Ces deux tendances ne sont pas spécifique à la chasse à l’arc, mais s’y expriment pleinement. On peut désormais,
via un réseau de « game camera » implantées en forêt et reliées aux réseaux de télécommunication, surveiller la
fréquentation d’un territoire depuis son ordinateur de bureau, ou même son téléphone portable, sans jamais se
déplacer. Le terrain étant préalablement balisé par des attracteurs chimiques, on « rentabilise » le territoire et les
équipements et on peut choisir un endroit pour son affût où la fréquentation est maximum. Arrivé sur place on peut
à l’aide d’équipements divers tels qu’amplificateur de son, de lumière, et autres détecteurs anticiper la présence et
l’arrivée du gibier, évaluer la distance de tir au télémètre, puis ajuster un tir à l’aide d’un arc sophistiqué équipé d’un
viseur laser. Ces matériels existent, ils sont en vente et fonctionnent. L’argument est toujours le même : aller
toujours plus vite, gagner du temps… et augmenter le tableau au maximum. Plus besoin de parcourir le territoire,
d’apprendre à connaître « in situ » les indices de présence et les habitudes du gibier. Dans ce cas, la chasse qui
était une école de patience et de sagesse devient une « activité de consommation » « comme une autre » soumise
à exigence de rendement et d’efficacité.
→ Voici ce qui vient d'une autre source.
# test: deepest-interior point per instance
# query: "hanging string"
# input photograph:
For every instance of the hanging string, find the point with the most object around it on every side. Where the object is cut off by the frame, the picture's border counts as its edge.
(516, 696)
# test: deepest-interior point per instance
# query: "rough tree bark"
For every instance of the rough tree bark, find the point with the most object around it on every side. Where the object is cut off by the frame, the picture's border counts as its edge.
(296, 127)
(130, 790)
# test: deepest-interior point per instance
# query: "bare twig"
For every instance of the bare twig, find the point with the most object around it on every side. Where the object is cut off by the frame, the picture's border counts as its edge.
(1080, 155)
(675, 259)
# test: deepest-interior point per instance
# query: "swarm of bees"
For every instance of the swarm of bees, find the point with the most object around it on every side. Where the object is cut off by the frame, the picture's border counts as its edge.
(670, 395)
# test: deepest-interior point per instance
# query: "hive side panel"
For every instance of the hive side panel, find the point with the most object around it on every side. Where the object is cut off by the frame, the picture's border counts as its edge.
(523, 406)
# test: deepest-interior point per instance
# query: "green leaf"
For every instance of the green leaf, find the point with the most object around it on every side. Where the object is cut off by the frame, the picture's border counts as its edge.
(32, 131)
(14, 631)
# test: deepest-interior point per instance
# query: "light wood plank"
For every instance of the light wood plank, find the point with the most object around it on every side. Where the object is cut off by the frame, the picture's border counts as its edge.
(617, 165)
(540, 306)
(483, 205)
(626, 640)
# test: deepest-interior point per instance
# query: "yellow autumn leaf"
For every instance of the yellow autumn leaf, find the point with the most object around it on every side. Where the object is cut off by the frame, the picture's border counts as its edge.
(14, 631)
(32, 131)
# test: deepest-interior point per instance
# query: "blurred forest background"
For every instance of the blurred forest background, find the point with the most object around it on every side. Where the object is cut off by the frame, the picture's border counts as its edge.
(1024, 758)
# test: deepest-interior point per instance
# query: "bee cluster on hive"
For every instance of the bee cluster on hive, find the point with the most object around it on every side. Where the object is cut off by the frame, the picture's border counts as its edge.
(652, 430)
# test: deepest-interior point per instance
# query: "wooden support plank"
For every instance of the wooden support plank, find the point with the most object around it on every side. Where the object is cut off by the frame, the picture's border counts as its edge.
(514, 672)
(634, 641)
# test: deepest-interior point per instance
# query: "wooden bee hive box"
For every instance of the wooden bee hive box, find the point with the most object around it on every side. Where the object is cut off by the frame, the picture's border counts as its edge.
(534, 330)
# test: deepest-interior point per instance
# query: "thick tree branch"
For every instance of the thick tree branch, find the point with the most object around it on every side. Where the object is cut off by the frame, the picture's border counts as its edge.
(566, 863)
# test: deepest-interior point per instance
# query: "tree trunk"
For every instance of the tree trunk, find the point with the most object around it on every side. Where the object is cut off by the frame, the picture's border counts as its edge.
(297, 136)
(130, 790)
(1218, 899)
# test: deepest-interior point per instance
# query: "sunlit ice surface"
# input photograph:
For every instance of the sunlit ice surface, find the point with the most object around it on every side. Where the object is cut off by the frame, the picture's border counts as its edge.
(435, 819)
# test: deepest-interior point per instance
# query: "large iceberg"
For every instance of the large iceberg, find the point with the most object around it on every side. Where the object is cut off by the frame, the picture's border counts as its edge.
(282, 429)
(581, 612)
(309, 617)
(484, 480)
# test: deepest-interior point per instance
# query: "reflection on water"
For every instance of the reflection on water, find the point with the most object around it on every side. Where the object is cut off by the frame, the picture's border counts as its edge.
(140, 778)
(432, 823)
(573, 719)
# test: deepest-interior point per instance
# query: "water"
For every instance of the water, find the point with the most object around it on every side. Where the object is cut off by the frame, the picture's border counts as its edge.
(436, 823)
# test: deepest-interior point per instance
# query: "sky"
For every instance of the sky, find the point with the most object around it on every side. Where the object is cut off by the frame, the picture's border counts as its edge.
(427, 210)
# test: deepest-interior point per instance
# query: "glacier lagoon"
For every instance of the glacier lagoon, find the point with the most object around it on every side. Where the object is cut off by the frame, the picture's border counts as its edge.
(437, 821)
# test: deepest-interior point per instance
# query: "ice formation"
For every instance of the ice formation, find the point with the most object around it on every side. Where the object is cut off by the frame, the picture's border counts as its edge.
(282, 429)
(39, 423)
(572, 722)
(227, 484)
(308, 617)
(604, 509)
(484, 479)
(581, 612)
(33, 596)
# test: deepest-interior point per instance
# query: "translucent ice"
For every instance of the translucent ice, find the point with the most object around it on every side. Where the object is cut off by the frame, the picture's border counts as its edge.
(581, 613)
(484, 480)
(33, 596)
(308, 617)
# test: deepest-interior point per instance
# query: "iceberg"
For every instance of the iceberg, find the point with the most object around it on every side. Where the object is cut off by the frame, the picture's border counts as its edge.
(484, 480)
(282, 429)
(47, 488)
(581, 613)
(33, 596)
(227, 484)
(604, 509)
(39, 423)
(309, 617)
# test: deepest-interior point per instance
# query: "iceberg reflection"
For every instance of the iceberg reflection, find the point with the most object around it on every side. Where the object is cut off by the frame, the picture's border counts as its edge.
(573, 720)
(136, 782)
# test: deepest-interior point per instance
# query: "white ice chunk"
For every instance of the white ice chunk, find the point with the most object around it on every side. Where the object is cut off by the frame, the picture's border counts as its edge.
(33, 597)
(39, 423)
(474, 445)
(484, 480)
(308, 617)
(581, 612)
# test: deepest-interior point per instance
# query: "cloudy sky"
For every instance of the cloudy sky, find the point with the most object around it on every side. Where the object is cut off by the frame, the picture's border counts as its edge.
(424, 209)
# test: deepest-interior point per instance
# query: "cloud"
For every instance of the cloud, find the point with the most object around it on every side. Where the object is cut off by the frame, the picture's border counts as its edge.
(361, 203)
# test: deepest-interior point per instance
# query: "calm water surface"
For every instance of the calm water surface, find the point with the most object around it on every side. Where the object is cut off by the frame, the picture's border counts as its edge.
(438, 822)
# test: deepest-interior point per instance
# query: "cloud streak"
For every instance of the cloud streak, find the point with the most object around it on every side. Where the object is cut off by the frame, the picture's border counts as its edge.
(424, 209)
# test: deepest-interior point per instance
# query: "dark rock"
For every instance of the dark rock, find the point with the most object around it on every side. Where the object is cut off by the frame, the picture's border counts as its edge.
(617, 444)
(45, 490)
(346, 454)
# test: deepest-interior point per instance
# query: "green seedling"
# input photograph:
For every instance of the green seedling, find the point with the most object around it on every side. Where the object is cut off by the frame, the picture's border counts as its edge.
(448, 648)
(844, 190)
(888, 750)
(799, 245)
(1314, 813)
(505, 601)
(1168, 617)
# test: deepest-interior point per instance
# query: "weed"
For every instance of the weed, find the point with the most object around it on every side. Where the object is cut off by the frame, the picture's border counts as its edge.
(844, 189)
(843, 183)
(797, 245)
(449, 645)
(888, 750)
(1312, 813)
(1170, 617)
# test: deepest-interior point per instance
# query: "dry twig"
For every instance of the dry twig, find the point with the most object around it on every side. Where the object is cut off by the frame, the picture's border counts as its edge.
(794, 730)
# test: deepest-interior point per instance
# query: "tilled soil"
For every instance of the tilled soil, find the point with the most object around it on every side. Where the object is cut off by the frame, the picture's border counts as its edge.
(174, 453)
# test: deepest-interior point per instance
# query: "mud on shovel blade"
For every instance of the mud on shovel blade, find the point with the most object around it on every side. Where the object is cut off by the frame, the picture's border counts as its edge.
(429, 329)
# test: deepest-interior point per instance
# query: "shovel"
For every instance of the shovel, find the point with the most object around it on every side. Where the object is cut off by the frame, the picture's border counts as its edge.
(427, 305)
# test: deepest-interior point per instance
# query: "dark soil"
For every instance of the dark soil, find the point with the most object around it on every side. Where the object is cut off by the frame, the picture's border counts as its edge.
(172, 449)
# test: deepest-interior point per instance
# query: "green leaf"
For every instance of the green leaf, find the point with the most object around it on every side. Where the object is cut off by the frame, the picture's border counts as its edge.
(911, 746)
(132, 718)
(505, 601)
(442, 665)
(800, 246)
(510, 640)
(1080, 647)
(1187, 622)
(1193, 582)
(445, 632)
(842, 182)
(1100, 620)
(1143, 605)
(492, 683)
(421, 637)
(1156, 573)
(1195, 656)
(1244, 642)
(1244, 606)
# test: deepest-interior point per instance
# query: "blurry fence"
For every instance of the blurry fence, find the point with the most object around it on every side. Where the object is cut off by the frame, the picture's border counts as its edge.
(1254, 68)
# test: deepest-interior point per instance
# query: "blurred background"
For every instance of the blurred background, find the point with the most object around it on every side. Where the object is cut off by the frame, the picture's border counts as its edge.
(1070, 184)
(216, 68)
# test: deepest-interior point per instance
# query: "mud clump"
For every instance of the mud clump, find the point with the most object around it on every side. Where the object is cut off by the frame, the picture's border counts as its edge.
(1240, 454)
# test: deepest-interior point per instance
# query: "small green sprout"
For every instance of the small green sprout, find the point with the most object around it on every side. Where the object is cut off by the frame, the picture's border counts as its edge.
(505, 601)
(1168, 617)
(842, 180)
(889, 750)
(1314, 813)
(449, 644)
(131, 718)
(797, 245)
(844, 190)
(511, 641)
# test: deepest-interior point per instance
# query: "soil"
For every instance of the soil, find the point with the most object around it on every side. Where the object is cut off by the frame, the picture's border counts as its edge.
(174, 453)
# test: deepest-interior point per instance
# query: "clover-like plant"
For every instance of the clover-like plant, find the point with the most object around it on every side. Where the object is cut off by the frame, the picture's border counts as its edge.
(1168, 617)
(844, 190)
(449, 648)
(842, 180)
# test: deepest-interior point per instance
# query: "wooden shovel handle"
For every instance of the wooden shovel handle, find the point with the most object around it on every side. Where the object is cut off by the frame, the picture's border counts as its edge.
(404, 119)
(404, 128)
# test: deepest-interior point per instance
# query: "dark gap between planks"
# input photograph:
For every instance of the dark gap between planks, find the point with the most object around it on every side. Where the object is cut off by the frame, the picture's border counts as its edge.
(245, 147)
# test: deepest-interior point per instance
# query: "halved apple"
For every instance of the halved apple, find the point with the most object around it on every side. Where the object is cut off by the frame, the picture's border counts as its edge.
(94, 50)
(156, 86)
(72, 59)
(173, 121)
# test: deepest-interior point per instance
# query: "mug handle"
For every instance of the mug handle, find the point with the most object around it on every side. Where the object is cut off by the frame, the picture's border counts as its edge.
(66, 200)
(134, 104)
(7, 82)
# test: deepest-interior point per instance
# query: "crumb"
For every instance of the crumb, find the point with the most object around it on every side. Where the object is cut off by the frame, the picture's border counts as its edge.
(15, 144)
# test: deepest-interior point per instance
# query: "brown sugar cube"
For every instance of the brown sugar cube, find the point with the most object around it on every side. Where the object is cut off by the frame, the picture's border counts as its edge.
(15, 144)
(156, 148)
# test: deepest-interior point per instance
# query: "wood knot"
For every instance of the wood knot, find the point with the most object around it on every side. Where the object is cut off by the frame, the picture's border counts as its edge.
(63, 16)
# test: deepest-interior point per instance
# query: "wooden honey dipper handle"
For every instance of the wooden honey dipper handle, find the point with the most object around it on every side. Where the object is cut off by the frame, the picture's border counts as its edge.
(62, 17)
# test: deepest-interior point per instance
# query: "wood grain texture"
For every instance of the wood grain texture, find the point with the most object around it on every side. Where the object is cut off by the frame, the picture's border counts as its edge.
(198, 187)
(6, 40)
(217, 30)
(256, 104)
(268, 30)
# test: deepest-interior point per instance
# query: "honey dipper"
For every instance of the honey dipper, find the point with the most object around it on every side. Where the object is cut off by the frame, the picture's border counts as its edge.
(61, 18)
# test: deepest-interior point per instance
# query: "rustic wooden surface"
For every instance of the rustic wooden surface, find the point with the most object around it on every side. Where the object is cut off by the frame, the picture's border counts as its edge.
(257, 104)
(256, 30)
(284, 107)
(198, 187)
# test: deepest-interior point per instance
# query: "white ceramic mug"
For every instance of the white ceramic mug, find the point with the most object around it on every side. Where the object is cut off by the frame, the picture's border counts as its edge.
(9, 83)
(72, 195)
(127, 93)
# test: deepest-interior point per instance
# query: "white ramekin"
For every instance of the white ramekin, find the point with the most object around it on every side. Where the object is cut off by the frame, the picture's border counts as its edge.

La chasse qui consistait à créer un rapport authentique, unique et
passionné avec la nature, dans lequel on se choisissait le moment et l’objet de son action, devient une activité
standardisé, « mécaniste » dans laquelle il faudrait encore et toujours chercher à gagner du temps, et « du résultat
», faire du chiffre, du tableau pour du tableau.
Pour le chasseur du XXI e siècle : la manière doit primer sur le
résultat !
De toute évidence dans ce type de dérive, la technologie et le matériel, ne sont pas seuls en cause, c’est d’a bord le
comportement individuel puis collectif qui sont la vraie cause ; la technologie est finalement plus moyen que cause
de la dérive. Pour en arriver là, il faut que le chasseur ait préalablement renoncé, abandonné ou refusé toute règle
de comportement ou d’éthique. Accuser par principe la technologie et le matériel de tous les maux et de toutes les
dérives ou a contrario s’en remettre en permanence à la dernière nouveauté, croire qu’on peut s’améliorer «
uniquement » en améliorant le matériel sont les deux facettes d’un seul et même problème : la désertion de tout
sens des responsabilités, le renoncement éthique qui finisent par faire primer le résultat sur la manière.